The outdoor habitat is made of two distinct spaces - an all weather sand area (which can be further divided into two) and the undulating grass habitat.
The keepers' observation deck allows for visual monitoring of the herd in all areas of the outdoor habitat, with views across the enclosure and into the zoo beyond. Rainwater collected from the roof of the building is used to feed the water cannon - perfect for showering elephants out in the paddock and keeping them cool on a warm day.
The grass habitat provides us with a multitude of options to change and develop their habitat through the provision of different substrates, mud wallows, landscaping and the alternative and challenging ways food can be provided.
A 12ft deep pool provides a perfect bathing opportunity for our elephants, with a gentle slope down at it's deepest point an adult elephant could be fully submerged - despite their large size elephants are surprisingly good swimmers! The pool is filled using recycled rainwater from our rainwater harvesting tank.
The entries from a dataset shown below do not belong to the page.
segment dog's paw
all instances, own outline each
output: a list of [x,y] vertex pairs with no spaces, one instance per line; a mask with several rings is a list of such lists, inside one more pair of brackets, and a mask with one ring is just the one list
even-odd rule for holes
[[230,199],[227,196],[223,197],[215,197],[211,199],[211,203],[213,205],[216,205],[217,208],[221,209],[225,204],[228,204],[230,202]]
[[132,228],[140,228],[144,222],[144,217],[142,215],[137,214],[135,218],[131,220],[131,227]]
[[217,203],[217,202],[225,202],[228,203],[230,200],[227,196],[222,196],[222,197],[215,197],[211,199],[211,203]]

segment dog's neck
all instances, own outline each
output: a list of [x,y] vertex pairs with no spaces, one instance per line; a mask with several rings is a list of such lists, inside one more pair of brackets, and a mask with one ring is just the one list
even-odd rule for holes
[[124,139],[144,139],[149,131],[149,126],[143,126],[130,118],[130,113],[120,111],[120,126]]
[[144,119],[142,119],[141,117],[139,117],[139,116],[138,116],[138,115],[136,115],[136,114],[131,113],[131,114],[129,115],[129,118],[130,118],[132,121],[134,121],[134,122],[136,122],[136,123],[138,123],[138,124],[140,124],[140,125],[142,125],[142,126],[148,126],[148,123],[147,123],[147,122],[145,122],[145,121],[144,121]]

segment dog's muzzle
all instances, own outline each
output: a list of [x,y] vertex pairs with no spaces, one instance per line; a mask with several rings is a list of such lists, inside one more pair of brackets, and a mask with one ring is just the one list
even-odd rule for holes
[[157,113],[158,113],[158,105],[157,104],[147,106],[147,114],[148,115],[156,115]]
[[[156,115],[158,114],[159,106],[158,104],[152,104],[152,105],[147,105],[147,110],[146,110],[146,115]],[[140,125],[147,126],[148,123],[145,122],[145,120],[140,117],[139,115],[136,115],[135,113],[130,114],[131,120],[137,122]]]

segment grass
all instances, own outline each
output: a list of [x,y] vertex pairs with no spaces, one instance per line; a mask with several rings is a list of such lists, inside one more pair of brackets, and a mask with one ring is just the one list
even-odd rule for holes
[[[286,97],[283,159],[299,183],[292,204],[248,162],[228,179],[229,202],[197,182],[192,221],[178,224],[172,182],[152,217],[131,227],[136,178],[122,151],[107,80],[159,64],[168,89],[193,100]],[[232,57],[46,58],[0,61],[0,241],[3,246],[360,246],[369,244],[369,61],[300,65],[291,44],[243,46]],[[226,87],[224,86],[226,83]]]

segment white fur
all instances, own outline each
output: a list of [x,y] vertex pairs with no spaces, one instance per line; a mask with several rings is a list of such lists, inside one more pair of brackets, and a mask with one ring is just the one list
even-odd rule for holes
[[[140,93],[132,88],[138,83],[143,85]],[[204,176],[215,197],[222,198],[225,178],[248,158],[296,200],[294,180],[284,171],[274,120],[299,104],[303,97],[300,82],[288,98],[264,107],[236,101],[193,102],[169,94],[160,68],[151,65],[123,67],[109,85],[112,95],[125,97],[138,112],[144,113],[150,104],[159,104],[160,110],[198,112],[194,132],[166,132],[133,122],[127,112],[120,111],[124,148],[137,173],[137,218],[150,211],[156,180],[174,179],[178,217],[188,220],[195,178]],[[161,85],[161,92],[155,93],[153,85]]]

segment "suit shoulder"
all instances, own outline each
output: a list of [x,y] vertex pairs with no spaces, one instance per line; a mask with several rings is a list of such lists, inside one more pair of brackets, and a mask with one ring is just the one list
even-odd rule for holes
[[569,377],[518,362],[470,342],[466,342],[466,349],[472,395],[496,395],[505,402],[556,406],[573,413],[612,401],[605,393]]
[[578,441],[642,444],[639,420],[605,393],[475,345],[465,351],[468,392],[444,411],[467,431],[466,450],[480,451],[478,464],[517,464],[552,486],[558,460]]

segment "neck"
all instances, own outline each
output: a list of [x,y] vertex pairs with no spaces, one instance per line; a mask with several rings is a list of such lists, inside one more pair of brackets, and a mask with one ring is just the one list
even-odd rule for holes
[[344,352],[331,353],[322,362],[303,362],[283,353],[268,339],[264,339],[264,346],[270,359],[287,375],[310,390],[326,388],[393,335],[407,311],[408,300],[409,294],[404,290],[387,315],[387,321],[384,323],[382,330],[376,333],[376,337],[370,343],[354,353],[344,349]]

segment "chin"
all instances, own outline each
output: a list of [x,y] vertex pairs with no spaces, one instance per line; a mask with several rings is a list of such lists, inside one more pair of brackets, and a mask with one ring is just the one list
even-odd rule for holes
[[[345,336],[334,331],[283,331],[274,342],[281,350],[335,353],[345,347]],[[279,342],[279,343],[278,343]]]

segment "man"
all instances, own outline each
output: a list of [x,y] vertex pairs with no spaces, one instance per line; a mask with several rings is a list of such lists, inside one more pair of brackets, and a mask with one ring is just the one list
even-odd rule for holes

Features such as the pool, trees, mud, mounds and boulders allow the elephants to undertake their own natural physical care - bathing and exfoliating themselves in the same way their wild cousins would do.
Plans for Project Elephant Base Camp were in the pipeline for more than 5 years before the doors finally opened in Spring 2018. Previously, our elephants were housed in our old Elephant and Reptile House, which started out life as an aircraft hangar during World War II before being put to good use for large mammals when the zoo opened in 1972. However, recommendations for the keeping of elephants have changed over the years with the importance of animal welfare and health and safety considerations becoming more prominent. Our Director and senior animal staff looked at various elephant facilities in the UK and Europe and have combined the best features to create a state of the art facility.
After housing elephants for nearly 45 years, the old Elephant and Reptile House is part of some exciting future plans, which may even see new species brought to the zoo. Currently, our five year plan suggests the area would be to transformed into an Asian Tropical House and to bring back rhinos, a species housed here for a few years in the very early days in the 1970's. Other species may include Asian birds and reptiles, but this development is still at the early stages of discussion. All we can guarantee is that it will be very exciting and it will add a new dimension to your day out at Blackpool Zoo.